Posting transactions to the general ledger and accounts receivable ledger.
GENERAL LEDGER ACCOUNTS
101 Cash 401 Sales
111 Accounts Receivable 421 Sales Returns and Allowances
221 Sales Tax Payable
ACCOUNTS RECEIVABLE LEDGER ACCOUNTS
Alice Chu Jane Peters
Bob Huffington Gina Silvestri
1. Open the general ledger accounts and accounts receivable ledger accounts indicated on the next page.
2. Post the entries from the general journal in Problem 7.2B to the appropriate accounts in the general ledger and in the accounts receivable ledger.
In Problem 7.2B
Nov. 1 Sold a dishwasher on credit to Alice Chu; issued Sales Slip 101 for $550 plus sales tax of $33.
2 Sold stereo equipment on credit to Jane Peters; issued Sales Slip 102 for $825 plus sales tax of $49.50.
7 Sold a trash compactor on credit to Bob Huffington; issued Sales Slip 103 for $410 plus sales tax of $24.60.
12 Accepted return of defective stereo equipment from Jane Peters; issued Credit Memorandum 101 for $95 plus sales tax of $5.70. The stereo equipment was sold on November 2.
15 Recorded cash sales for the period from November 1 to November 15 of $10,050 plus sales tax of $603.
16 Sold a microwave oven on credit to Gina Silvestri; issued Sales Slip 104 for $550 plus sales tax of $33.
17 Sold a home entertainment system on credit to Dennis Newcombe; issued Sales Slip 105 for $1,375 plus sales tax of $82.50.
18 Received $320 from Alice Chu on account.

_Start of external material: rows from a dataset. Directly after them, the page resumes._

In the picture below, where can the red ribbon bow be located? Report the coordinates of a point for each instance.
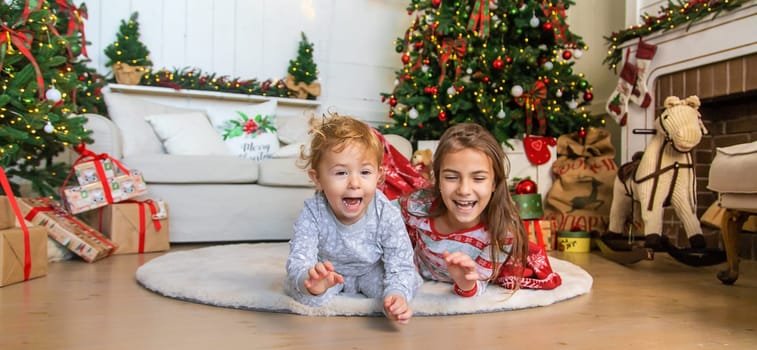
(532, 103)
(75, 22)
(479, 18)
(449, 48)
(21, 222)
(23, 42)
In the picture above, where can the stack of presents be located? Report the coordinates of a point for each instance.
(98, 217)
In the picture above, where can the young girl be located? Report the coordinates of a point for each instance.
(349, 237)
(466, 228)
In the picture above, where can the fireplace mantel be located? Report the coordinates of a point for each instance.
(727, 36)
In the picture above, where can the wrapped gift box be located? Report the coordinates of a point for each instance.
(135, 226)
(82, 198)
(66, 229)
(541, 228)
(87, 172)
(13, 250)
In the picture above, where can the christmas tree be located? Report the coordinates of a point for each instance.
(504, 64)
(128, 49)
(303, 72)
(39, 85)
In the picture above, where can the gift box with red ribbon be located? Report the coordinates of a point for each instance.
(541, 232)
(23, 249)
(69, 231)
(102, 181)
(135, 226)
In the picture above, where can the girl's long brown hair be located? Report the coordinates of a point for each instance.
(501, 216)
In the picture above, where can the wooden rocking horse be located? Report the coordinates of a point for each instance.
(663, 176)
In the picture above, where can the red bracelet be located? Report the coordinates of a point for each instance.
(466, 293)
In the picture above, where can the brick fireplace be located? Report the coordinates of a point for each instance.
(728, 91)
(716, 60)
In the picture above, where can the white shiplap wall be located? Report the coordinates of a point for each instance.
(353, 41)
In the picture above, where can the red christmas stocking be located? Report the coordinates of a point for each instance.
(537, 150)
(617, 104)
(644, 54)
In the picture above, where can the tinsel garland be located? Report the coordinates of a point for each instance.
(668, 18)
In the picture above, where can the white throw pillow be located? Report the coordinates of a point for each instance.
(249, 131)
(128, 112)
(187, 133)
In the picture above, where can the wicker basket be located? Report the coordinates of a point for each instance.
(128, 75)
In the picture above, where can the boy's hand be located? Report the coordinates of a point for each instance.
(397, 309)
(462, 269)
(322, 277)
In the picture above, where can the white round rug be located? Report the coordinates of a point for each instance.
(251, 277)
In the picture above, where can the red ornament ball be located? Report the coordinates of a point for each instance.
(526, 186)
(498, 64)
(80, 148)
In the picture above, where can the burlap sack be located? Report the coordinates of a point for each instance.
(584, 172)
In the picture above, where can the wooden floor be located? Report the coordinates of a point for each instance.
(653, 304)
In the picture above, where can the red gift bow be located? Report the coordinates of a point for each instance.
(479, 17)
(21, 41)
(559, 13)
(75, 15)
(49, 207)
(21, 222)
(142, 224)
(532, 102)
(85, 155)
(451, 47)
(537, 230)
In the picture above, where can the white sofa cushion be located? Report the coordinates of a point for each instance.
(165, 168)
(283, 172)
(188, 133)
(129, 114)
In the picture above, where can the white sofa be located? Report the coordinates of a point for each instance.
(211, 198)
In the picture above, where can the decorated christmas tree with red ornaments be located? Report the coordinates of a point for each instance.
(45, 83)
(504, 64)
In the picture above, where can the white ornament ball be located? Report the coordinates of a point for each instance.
(53, 95)
(534, 22)
(516, 91)
(413, 113)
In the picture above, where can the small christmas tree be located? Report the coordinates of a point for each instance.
(39, 84)
(506, 65)
(128, 56)
(303, 72)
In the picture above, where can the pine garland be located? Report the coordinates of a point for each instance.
(670, 17)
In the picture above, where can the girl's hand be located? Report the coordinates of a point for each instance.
(397, 309)
(462, 269)
(322, 277)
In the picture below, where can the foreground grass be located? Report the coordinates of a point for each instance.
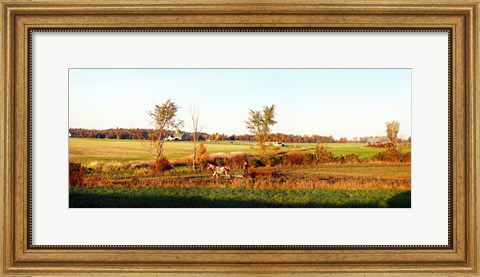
(107, 197)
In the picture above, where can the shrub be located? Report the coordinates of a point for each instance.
(309, 158)
(237, 160)
(392, 155)
(161, 165)
(323, 155)
(255, 162)
(293, 159)
(271, 160)
(353, 158)
(76, 175)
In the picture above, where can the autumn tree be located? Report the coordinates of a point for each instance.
(392, 132)
(202, 155)
(163, 117)
(259, 124)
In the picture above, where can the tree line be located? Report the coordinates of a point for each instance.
(148, 134)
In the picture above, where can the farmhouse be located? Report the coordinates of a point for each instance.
(275, 143)
(377, 142)
(177, 137)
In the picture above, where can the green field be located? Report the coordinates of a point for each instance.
(236, 198)
(114, 179)
(83, 150)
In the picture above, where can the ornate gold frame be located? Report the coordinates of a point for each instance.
(20, 17)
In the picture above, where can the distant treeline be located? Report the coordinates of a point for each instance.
(147, 134)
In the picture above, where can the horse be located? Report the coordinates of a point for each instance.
(219, 170)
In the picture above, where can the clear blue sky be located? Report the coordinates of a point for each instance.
(339, 102)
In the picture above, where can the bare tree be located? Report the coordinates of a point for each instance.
(392, 132)
(259, 123)
(196, 128)
(163, 117)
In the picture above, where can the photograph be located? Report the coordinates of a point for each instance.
(239, 137)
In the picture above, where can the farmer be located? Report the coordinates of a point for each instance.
(245, 169)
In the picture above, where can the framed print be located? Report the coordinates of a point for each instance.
(178, 138)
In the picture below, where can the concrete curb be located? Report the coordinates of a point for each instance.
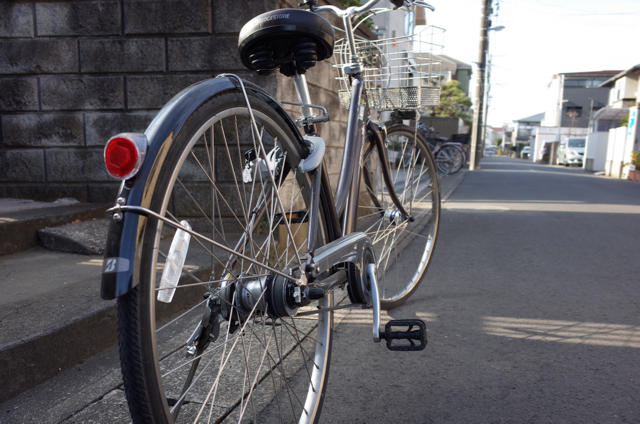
(18, 228)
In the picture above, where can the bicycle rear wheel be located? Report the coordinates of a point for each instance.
(403, 248)
(450, 159)
(262, 367)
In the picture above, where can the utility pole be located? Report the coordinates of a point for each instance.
(478, 118)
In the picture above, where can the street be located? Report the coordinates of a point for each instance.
(532, 312)
(532, 307)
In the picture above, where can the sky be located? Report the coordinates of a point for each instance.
(541, 38)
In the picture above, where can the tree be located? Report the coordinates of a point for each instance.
(453, 103)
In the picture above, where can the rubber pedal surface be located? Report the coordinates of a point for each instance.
(417, 338)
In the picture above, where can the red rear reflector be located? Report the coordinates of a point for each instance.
(123, 155)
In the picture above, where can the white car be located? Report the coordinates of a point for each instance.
(571, 151)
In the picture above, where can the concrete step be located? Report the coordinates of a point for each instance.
(51, 315)
(20, 220)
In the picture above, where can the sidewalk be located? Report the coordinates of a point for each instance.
(53, 318)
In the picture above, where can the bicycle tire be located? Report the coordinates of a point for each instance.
(258, 372)
(403, 250)
(449, 159)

20 Received payment in full from Jane Peters for the sale of November 2, less the return of November 12.
24 Gave Dennis Newcombe an allowance because of scratches on his home entertainment system sold on November 17, Sales Slip 105; issued Credit Memorandum 102 for $120 plus sales tax of $7.20.
28 Received payment in full from Bob Huffington for the sale of November 7.
29 Sold a gas stove on credit to Bob Huffington; issued Sales Slip 106 for $675 plus sales tax of $40.50.
30 Recorded cash sales for the period from November 16 to November 30 of $10,350 plus sales tax of $621.
3. Prepare a schedule of accounts receivable. Compare the balance of the Accounts Receivable control account with the total of the schedule.
Analyze: Damaged or defective goods decreased sales by what dollar amount? By what percentage?